Mr. Fernandez opened the conference by discussing what he hoped it would accomplish for the students in attendance. “First,” he announced, “we want you to be involved in the key discussions surrounding these issues.” Mr. Fernandez went on to explain how leadership starts with understanding your purpose; learning to ask why you’re here goes a long way in understanding this complex and ever-changing society. He continued by highlighting the importance of collaboration and how communicating with more people will help students accomplish their goals. Third, he expressed his wish that the students would share their new knowledge with their peers and community. “Nothing in these rooms is copyrighted,” he said. “Share what you learn here with everyone you can.” Last, he told the students that he just wanted them to enjoy the day, to celebrate their differences and similarities, enjoy good food, and celebrate everyone’s different talents.

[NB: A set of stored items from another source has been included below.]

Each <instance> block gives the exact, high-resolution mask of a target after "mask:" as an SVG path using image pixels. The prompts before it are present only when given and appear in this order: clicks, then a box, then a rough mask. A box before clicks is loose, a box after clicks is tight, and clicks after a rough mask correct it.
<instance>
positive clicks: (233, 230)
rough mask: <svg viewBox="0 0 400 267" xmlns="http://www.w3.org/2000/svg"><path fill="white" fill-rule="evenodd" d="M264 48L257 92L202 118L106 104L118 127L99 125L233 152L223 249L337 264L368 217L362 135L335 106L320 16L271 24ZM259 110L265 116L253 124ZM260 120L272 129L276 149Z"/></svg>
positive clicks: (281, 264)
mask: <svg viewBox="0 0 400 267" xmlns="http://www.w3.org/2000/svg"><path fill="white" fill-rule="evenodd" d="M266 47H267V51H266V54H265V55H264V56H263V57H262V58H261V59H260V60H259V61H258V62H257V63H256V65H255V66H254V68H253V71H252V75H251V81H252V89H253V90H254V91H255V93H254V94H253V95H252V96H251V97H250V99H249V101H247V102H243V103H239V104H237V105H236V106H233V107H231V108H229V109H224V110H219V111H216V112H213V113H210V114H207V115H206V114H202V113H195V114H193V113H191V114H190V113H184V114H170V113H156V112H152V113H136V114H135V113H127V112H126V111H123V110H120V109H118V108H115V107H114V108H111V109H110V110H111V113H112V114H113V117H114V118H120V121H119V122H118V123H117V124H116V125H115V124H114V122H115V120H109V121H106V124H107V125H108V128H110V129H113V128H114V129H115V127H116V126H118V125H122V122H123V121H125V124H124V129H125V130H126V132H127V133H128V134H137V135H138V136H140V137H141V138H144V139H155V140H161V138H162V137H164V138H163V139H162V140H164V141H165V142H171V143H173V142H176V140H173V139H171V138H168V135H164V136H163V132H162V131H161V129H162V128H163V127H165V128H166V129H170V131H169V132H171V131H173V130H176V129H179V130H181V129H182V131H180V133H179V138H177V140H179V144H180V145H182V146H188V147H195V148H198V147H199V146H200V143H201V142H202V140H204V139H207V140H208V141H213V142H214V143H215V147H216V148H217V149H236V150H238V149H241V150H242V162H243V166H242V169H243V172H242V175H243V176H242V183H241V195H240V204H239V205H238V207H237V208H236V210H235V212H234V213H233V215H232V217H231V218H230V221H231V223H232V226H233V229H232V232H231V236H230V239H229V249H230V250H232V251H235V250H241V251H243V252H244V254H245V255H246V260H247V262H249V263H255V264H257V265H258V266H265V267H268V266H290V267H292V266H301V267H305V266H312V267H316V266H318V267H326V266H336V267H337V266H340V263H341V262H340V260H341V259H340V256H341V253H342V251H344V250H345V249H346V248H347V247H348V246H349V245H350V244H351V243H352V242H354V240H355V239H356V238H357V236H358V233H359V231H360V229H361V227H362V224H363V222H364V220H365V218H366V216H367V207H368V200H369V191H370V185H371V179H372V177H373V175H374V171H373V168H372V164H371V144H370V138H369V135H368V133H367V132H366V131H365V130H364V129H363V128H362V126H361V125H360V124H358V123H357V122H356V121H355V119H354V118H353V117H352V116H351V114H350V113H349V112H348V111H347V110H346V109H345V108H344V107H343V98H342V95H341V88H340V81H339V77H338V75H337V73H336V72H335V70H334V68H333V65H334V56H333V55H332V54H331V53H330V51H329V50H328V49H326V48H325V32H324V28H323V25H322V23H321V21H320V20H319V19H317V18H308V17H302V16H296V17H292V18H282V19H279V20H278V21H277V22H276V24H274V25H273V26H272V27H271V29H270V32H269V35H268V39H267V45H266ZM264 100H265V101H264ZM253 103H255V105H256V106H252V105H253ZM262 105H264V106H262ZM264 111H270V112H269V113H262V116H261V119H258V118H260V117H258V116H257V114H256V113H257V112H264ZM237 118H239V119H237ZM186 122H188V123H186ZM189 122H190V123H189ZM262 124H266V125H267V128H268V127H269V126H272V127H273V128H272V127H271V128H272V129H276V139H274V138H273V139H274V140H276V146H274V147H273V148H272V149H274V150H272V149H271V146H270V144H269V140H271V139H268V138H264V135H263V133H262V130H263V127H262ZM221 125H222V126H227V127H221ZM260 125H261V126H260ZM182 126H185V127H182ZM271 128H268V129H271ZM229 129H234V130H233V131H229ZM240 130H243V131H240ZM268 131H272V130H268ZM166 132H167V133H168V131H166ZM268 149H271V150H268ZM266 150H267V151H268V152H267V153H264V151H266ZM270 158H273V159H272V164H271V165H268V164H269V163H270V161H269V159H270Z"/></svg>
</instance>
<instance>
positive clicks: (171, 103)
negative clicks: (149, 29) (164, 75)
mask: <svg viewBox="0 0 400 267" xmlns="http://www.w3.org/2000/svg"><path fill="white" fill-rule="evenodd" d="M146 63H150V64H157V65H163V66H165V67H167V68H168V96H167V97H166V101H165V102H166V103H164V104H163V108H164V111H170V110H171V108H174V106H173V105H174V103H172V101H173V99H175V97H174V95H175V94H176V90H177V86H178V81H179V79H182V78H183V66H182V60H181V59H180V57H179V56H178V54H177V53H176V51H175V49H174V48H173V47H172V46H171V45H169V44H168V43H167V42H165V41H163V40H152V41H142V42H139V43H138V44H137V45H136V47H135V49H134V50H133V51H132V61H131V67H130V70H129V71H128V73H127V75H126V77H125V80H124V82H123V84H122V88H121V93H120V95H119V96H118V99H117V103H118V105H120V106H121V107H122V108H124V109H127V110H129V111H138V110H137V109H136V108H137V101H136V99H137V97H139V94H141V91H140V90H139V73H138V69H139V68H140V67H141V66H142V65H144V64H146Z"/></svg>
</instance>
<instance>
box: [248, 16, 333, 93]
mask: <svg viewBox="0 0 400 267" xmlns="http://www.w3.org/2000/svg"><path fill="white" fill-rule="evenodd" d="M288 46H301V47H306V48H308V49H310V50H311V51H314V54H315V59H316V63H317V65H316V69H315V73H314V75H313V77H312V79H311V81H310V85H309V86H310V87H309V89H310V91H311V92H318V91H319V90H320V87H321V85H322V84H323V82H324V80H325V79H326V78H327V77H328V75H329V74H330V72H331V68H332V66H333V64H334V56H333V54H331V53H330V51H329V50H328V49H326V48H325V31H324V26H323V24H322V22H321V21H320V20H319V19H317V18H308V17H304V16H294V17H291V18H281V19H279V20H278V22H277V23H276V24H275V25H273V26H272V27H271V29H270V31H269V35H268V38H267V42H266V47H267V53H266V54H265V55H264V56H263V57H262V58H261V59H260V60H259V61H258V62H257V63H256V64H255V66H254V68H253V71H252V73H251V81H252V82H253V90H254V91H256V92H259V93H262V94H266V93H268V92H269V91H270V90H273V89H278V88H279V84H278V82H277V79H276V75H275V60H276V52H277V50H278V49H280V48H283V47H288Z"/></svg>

Following those thoughtful words, superintendent Dr. Barry Tomasetti applauded Mr. Fernandez’s hard work in making the Multicultural and Diversity Conference a highly anticipated event for the District for 16 years. Next to the podium was Kennett High School student Keyanna Phipps, in her first-ever public speech. Keyanna eloquently introduced the keynote speaker, Dr. Richard Dunlap, an educational consultant and former superintendent for the Upper Darby School District.
Dr. Dunlap began by telling the audience that “diversity means different things to different people. To some it means race, to some it means religion, and to others it means gender identity or sexual orientation.” He continued his speech by discussing the concept of gestalt to the audience. “Have you heard of the saying, ‘The whole is more than the sum of the parts’? What is it that makes up the ‘more’?” he asked, concluding, “Above all, it is the connections we make, the relationships that we build, that make up the whole.”
Dr. Dunlap encouraged the students to do four things. First, to stay engaged in conversations inside the workshops as well as outside the conference. Next, he asked students not to be afraid to speak their truths. Third, he encouraged students to embrace the discomfort that would inevitably find them in these thought-provoking discussions. Finally, he alerted them that they should not expect closure from their experiences; issues might be left unresolved.
The day included two workshop sessions, a wonderful lunch buffet filled with options that reflected the diverse backgrounds of the students, and a team-building session led by Mr. Fernandez that gave students from different schools the opportunity to connect. The day concluded with a student talent show.
Mr. Fernandez is the advisor for UNIDAD, the Kennett High School club that assisted in planning and running the event. The students help set up, clean up, and run registration. Ana Gutierrez, Montserrat Garcia, and Elaine Esparza, all juniors at Kennett High School, helped at the registration tables. They agreed that the conference “gives students a day to be proud of their differences and opens opportunities to learn fascinating things about their own culture as well as the cultures of others.”
Students from 16 different schools attended the conference. Mr. Fernandez explains, “We are all unique, but we share the same dreams, struggles, and fears. It is this joining together and the safe space we provide at this conference that helps students realize that although we may be slightly different on the outside, we are all the same on the inside.”